Find a teacher with more experience than you
My teachers are Sharon Gannon & David Life, Eddie Stern, and Rudra. Each one has done more sadhana (spiritual practice) than me, wakes up early, has a scholarly side with regard to Sanskrit texts, and has devoted the rest of their lives to the path of awakening. Their shakti (spiritual energy) is very high, each one is a great communicator, filled with discipline, and shows love in their teachings. On days where I feel down, or a bit tired, all I have to do is think, “what would Sharon do”? and I overcome my listlessness. A Master’s example inspires the junior to work consistently. Also, one who has walked the path before us is qualified to offer guidance when we have a setback or get stuck in a circular oscillation of energy. I asked Eddie Stern for life advice three times during the ten years I studied with him. He was a generous Man, who simply listened to me, and in doing so, my own inner light started to shine brighter.

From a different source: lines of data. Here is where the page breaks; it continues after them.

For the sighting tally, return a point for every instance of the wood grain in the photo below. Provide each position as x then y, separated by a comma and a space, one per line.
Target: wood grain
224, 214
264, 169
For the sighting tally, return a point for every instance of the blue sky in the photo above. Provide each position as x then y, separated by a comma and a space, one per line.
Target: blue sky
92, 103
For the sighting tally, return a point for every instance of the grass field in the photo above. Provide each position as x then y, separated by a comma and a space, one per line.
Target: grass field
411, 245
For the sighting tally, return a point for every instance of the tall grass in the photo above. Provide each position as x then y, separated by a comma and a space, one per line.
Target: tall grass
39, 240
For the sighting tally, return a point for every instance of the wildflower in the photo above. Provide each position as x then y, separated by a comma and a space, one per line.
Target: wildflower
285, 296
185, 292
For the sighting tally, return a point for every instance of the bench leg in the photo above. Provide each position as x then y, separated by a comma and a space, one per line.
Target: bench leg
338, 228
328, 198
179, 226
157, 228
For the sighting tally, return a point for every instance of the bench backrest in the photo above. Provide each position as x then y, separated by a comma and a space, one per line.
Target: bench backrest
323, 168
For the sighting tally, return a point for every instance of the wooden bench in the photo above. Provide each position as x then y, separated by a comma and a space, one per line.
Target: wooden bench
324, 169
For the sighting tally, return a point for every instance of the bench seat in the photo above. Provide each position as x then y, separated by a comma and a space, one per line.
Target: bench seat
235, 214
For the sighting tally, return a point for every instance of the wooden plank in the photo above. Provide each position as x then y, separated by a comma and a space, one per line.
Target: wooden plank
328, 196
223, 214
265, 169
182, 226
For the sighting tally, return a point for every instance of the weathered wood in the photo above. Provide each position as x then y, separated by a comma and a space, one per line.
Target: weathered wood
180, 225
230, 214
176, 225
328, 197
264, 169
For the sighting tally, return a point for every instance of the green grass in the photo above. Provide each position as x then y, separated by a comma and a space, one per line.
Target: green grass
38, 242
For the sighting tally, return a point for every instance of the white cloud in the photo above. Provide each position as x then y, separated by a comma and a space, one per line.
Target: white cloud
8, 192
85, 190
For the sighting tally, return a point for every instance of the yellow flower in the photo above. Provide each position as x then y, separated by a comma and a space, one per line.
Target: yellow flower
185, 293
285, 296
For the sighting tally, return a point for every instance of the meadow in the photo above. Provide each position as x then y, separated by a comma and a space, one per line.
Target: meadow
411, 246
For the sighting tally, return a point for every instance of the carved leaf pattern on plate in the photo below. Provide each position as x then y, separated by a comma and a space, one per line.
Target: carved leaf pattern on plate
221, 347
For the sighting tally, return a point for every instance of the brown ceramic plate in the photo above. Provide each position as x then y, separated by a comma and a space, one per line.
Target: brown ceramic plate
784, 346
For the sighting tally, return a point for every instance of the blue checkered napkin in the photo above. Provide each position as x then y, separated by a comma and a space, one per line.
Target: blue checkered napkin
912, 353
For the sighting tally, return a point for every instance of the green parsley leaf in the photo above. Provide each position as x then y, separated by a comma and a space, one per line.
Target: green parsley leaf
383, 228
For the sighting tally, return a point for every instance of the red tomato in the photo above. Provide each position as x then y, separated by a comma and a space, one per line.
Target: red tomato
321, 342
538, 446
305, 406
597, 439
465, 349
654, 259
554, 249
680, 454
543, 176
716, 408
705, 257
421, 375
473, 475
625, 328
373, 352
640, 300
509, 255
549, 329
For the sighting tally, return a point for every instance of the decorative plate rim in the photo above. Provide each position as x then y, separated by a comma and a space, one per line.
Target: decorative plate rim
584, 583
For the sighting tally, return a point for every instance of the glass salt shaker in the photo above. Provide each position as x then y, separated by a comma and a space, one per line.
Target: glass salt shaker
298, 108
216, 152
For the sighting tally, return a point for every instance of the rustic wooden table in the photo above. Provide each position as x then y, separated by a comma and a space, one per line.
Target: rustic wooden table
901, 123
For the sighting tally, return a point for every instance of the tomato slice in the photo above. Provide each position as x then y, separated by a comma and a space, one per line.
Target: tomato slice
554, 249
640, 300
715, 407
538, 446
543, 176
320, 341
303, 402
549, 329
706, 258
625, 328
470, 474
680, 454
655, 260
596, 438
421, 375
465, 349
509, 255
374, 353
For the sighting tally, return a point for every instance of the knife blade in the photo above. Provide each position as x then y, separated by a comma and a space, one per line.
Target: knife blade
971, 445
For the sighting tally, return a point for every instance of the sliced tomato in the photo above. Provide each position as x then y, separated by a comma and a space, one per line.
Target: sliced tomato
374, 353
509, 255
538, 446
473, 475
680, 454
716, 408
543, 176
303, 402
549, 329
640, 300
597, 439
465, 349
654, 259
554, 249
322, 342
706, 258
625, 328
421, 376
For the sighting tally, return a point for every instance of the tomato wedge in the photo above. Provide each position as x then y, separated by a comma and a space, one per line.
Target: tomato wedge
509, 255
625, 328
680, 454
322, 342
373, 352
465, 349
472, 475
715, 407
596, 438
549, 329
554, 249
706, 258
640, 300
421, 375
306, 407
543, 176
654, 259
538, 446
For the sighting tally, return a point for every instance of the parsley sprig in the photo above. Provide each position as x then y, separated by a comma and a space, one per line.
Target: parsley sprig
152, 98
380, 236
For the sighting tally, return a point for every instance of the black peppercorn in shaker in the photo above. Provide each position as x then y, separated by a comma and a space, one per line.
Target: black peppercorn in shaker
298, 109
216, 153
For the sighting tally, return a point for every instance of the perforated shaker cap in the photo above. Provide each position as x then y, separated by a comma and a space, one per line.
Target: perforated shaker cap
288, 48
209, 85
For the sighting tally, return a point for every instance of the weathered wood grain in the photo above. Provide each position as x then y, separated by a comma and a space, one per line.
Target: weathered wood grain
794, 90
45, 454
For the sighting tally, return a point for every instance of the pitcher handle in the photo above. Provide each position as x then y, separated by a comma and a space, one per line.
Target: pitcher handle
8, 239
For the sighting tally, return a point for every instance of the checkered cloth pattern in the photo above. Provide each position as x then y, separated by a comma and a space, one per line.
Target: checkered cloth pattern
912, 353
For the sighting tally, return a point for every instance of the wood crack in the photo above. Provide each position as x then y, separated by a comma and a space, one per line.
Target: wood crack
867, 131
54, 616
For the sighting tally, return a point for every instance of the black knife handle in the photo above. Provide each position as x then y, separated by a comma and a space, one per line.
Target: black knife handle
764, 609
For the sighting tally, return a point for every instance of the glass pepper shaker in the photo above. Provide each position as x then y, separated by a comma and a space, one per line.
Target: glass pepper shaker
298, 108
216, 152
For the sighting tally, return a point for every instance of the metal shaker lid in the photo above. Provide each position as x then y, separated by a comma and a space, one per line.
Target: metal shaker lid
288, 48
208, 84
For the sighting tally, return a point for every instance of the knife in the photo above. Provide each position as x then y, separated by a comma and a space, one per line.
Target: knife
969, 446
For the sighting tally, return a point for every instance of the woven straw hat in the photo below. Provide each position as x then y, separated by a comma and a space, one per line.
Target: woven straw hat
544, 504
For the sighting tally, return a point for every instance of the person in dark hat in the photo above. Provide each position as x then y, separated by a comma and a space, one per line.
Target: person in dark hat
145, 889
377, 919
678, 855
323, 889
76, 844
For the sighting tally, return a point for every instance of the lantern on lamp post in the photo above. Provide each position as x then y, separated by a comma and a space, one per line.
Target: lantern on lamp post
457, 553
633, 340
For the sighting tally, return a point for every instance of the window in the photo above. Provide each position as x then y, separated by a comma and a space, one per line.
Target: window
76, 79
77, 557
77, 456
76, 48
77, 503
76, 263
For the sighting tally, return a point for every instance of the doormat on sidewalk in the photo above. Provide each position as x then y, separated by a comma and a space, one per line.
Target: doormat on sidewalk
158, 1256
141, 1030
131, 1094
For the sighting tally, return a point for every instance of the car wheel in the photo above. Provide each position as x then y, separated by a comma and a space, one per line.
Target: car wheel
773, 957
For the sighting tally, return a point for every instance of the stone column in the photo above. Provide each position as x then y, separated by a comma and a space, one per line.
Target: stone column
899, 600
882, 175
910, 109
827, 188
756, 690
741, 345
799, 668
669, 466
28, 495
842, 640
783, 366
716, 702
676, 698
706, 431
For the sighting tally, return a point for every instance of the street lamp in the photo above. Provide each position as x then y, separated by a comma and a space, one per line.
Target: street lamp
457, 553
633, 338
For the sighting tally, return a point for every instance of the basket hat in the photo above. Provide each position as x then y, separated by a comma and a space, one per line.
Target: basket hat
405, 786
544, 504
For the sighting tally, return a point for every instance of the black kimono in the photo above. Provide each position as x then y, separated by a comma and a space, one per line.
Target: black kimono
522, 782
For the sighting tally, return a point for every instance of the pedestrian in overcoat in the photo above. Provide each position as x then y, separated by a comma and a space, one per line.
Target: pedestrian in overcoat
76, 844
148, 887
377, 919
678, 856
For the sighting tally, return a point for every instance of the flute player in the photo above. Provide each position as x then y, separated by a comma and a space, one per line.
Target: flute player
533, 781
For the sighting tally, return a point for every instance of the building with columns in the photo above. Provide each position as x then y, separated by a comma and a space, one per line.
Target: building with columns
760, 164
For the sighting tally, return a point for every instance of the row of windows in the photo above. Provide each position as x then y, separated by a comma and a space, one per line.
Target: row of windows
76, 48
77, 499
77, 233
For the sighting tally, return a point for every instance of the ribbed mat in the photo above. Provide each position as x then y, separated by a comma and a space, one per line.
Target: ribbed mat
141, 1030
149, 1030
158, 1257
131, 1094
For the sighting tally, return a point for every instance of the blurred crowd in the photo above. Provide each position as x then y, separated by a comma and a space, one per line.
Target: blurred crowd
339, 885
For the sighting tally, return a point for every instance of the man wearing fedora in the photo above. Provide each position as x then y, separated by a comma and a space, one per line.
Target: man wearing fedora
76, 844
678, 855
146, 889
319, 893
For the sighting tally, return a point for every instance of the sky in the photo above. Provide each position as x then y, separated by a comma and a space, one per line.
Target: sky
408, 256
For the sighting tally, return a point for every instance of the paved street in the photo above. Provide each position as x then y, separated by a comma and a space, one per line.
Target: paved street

Wisdom takes time to develop, for it is experienced-based. So choose your teacher wisely because it can be a deeply inspiring part of your practice.
Wake up Early
We master what we do from 4am to 7am. Most people are masters of sleep. The Bhagavad Gita calls the wee hours the “sattvic time”. This is when our mind is most reflective and clear. We can get a jump on our day, by rising early. It is a disciplined action, and is telling the body that it is not in charge, instead our will is in charge. The wire to the above is in your hands in the early morning because fewer intentions are in the air, as most people are in dream land. This is the best time of the day to meditate because you will have deeper experiences and realizations that positively transform your life. It is pure devotion to commit to the early up. Whenever I meet someone who is an early riser, I give them a nod of the ol’ head to show my respect. Self mastery is an inside job. I like to acknowledge discipline as a way of connecting to another’s inner vibration. I draw motivation from focused people.
Buddah left a road map. So did Patanjali, Milarepa, and the Seers of the Vedas. The Sanskrit texts of yoga have instructions and recommendations for stilling the mind, and attaining peace. By studying the Yoga Sutras, the Bhagavad Gita, and the Upanishads we get incredible tips, techniques and inspirations that accelerate our attainment of knowledge. Study, gives our intellect something enlightening to rest upon. This act of devotion to the Self is priceless, and saves a lot of time that would ordinarily spent wandering. Violent films, video games, late night drinking, social media, and advertisements all vie for our attention. If we give in consistently to these channels we lose energy. Study adds value to our mind and subtle body.
Surrender to the longer arch of time
Devoting one’s life to Self Awareness, transforms our ordinary attachments to the body, into a higher purpose. For example, if we encounter a lower back injury and need a break, we will not buckle if we rest and our body gets a little softer. Also as age, we may do fewer physical practices and engage in subtle practices like chanting mantra and do more meditation. Surrendering to our practice, means we are gentle with ourselves, and can remain mentally flexible during times of change. If we have young children, raising them can become a practice unto itself, and consume most of the psychic space on our mental hard drive. Practice usually needs to be adapted to each new decade of life. Devotion through time will add poise and wisdom to your choices and personal evolution.
Community is super important on the spiritual path. When we develop friendships with others who are committed to the spiritual path, it adds inspiration to do the hard work involved in maturing. Close your eyes and ask the Universe for friends who value spirituality, who wake up early, eat well, study and follow through on their word. By keeping the company of elevated minds these positive attributes can rub off on you as well.
Go into your own heart. Connect with the flame inside of yourself and channel your emotions towards enlightenment of your mind. Love is a powerful driver. Connect the dots so you feel love for your mat, love for each bead of sweat that falls off of your nose, love for the word “Shanti”, love for mother earth, love for the animals, love for the water, and reverence for all lives. Everything, ever, is only love.